Samenvatting
Uit de bestreden beslissing blijkt dat verzoeksters aanvraag tot verblijfsmachtiging onontvankelijk wordt verklaard met toepassing van artikel 9ter, §3, 3° van de Vreemdelingenwet omdat het document ondertekend door Dr. C. geen link zou bevatten met een identificeerbare patiënt aangezien er geen identiteitsgegevens van de patiënt op het document staan vermeld.Nazicht van het administratief dossier toont aan dat verzoekster samen met haar aanvraag tot verblijfsmachtiging met toepassing van artikel 9ter van de Vreemdelingenwet een standaard medisch getuigschrift (hierna: SMG) van 2 augustus 2023, ondertekend door dokter L. C., alsook een medisch verslag van dokter M. V. van 30 juni 2023 heeft overgemaakt.
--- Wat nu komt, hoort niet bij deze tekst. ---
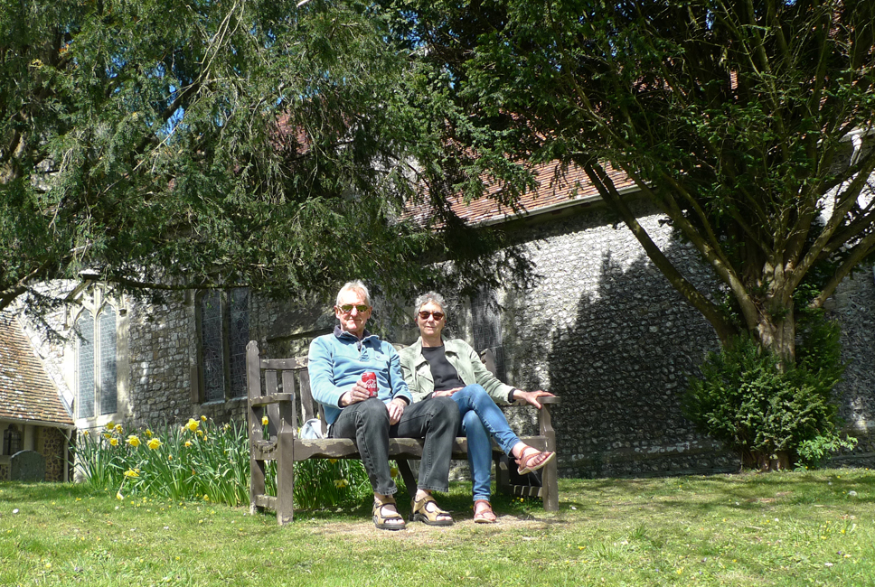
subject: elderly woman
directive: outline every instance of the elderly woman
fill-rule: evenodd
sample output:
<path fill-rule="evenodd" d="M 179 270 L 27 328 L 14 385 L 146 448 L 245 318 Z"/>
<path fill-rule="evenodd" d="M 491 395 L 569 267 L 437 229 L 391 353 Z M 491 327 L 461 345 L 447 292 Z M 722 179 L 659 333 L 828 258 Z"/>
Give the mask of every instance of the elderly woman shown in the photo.
<path fill-rule="evenodd" d="M 541 469 L 554 457 L 522 442 L 507 424 L 496 402 L 522 400 L 541 409 L 538 398 L 551 396 L 545 391 L 522 391 L 504 385 L 490 373 L 477 353 L 460 340 L 444 340 L 447 304 L 438 294 L 428 292 L 416 301 L 416 323 L 419 340 L 402 349 L 401 373 L 419 402 L 449 396 L 459 406 L 461 433 L 468 440 L 468 464 L 474 479 L 474 521 L 497 521 L 489 503 L 492 443 L 495 439 L 505 454 L 513 457 L 520 474 Z"/>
Verzoekster betwist niet dat op het SMG geen identiteitsgegevens van de patiënt worden vermeld. Er dient evenwel op te worden gewezen dat op de eerste bladzijde van het SMG wordt vermeld dat de patiënt op 30 juni 2023 werd opgenomen (in het ziekenhuis) voor een oogoperatie. Daarbij wordt er verwezen naar het verslag. Uit het administratief dossier blijkt dat het bijgevoegde medisch verslag wel op duidelijke wijze de voornaam en naam, geboortedatum en adres van de patiënt, zijnde verzoekster, vermeldt. Het is dan ook onzorgvuldig te stellen dat er geen link bestaat met een identificeerbare patiënt, ondanks het feit dat het SMG op zich geen persoonsgegevens bevat. Een eenvoudige lezing van het medisch verslag van dokter M. V., waarnaar in het SMG wordt verwezen, geeft voldoende duidelijkheid dat de info weldegelijk betrekking heeft op verzoekster.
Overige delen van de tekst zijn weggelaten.